Danek Duvall wrote:
> I think we've gotten to this statement by a circuitous, and not altogether
> sound, chain of reasoning.  The actual problem, as I see it, is that the
> ARC has started to get inundated with a whole bunch of cases that don't fit
> the rules that we've been working by for the last twenty years, and the
> output has generally been "Syntax Error". 

+1

Part of the problem is trying to define the problem correctly, and Danek has
(as usual) done a good job of articulating it in a way that doesn't conflate
it with IPS. Thank you.

Several of us talked about this quite a bit today (in person) and came to the
same conclusion that Danek and Stephen did.  The only role IPS plays in this
conversation is as a catalyst - the "multiple repositories" mantra (which is
similar to the "multiple consolidations" one) is a convenient red herring.

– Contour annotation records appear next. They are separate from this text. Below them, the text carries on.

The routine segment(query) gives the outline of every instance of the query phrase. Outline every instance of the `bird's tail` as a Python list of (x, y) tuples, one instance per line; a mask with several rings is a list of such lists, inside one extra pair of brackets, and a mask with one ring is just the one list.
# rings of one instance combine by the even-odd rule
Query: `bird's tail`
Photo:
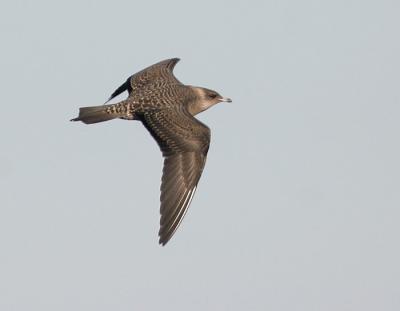
[(79, 108), (79, 116), (71, 121), (82, 121), (85, 124), (98, 123), (116, 118), (126, 117), (125, 109), (120, 109), (122, 105), (102, 105), (93, 107)]

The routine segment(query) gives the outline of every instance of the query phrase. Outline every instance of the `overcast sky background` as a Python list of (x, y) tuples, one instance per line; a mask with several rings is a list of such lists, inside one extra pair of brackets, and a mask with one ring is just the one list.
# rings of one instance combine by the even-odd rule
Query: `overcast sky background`
[[(1, 1), (0, 309), (400, 310), (399, 11)], [(233, 103), (160, 247), (156, 143), (69, 119), (171, 57)]]

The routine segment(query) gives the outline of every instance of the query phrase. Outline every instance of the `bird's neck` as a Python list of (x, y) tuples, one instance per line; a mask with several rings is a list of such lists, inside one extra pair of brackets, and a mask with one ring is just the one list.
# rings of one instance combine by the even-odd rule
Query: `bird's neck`
[(188, 110), (192, 116), (207, 110), (213, 105), (204, 99), (204, 90), (201, 87), (189, 86), (193, 92), (193, 99), (188, 103)]

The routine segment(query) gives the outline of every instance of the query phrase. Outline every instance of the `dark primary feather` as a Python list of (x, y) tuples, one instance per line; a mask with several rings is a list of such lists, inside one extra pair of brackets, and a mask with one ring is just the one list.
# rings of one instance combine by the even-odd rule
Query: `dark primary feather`
[(160, 244), (165, 245), (180, 225), (206, 162), (210, 129), (182, 107), (145, 113), (143, 124), (164, 156), (161, 182)]

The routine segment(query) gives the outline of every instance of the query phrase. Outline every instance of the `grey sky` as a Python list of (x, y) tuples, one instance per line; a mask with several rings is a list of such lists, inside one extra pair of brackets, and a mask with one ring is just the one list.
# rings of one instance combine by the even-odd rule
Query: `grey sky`
[[(2, 1), (0, 309), (400, 310), (399, 9)], [(156, 143), (68, 120), (170, 57), (234, 102), (162, 248)]]

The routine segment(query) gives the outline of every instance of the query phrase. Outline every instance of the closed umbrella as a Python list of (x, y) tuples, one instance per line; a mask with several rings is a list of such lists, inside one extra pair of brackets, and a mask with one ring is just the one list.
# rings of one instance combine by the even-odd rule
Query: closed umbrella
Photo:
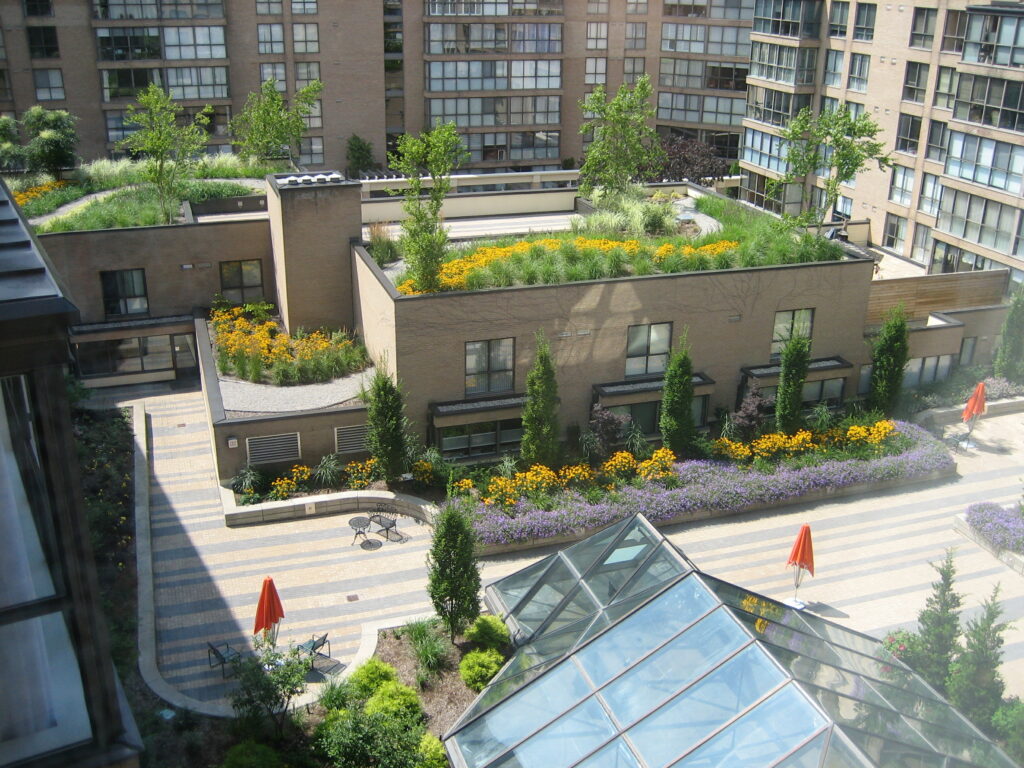
[(259, 593), (259, 602), (256, 604), (256, 625), (253, 627), (253, 634), (258, 635), (262, 632), (264, 635), (269, 635), (276, 645), (278, 629), (284, 617), (285, 608), (278, 596), (278, 588), (273, 586), (273, 580), (267, 577), (263, 580), (263, 589)]
[(811, 526), (806, 522), (800, 526), (797, 541), (793, 543), (790, 559), (785, 561), (785, 564), (793, 565), (795, 568), (793, 571), (793, 600), (786, 600), (785, 603), (794, 608), (804, 608), (806, 603), (797, 597), (800, 582), (803, 581), (804, 571), (814, 575), (814, 547), (811, 544)]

That doesn't mean that there isn't a grain of truth in it - in this case,
truth is that we need a way of identifying which things need to get that
extra burst of effort needed to integrate them tightly into OpenSolaris,
which things will only get a little TLC, and which things won't get any
effort at all.  Thinking of it as "different repos are the magic bullet",
however, was lazy and misleading thinking.  Sorry.

Where are we now?  IMO:

The Goal:

    We need to maintain the (Open)Solaris value propositions of interface
    stability over time, robustness and enterprise-quality integration,
    while at the same time innovating and including as much of the FOSS
    world as we can.

The real problem statements?

    Doing a good job of integrating FOSS projects into OpenSolaris can
    be a costly and non-trivial effort,

    Reviewing thousands of projects that don't wish to spend any effort
    to integrate into OpenSolaris is a waste of time and effort, both for
    the ARC and the project teams,

    Most FOSS projects were written to run on Linux.  In as much as
    OpenSolaris does some things in a different way than Linux, simply
    compiling these apps on Solaris doesn't guarantee that they will
    work, much less be well integrated and use the "native OpenSolaris"
    mechanisms,

    As we add more and more FOSS, the differentiation between "native
    OpenSolaris" and "Linux" interfaces blurs and goes away.

    If we mix poorly integrated components into our OpenSolaris source
    trees in an undifferentiated manner, we will gradually lose the
    ability to construct a system that only includes tightly integrated
    components, and

    If we don't find a way to provide easy access to the majority of FOSS
    components in OpenSolaris, developers and users will slowly stop
    using OpenSolaris.

One of these new processes might well be "tagging projects with an
expected integration level" so that we can apply the right amount of
resources and review to each project.  Whether that tag is an ARC-only
fiction, or whether it is an IPS repo tag is completely irrelevant.

Another tool might be JohnF's FOSS Checklist, but it, in itself, is
much too heavyweight to scale to 10,000 projects/year, simply because
we don't have the resources (in the Community or Sun) to fill out that
many checklists.

There may be more.

"This project is Purple.  It gets the Purple kind of review.  This other
one is Green, and so it gets handled like all those other Green projects.
It is OK to treat Purple projects different from Green ones."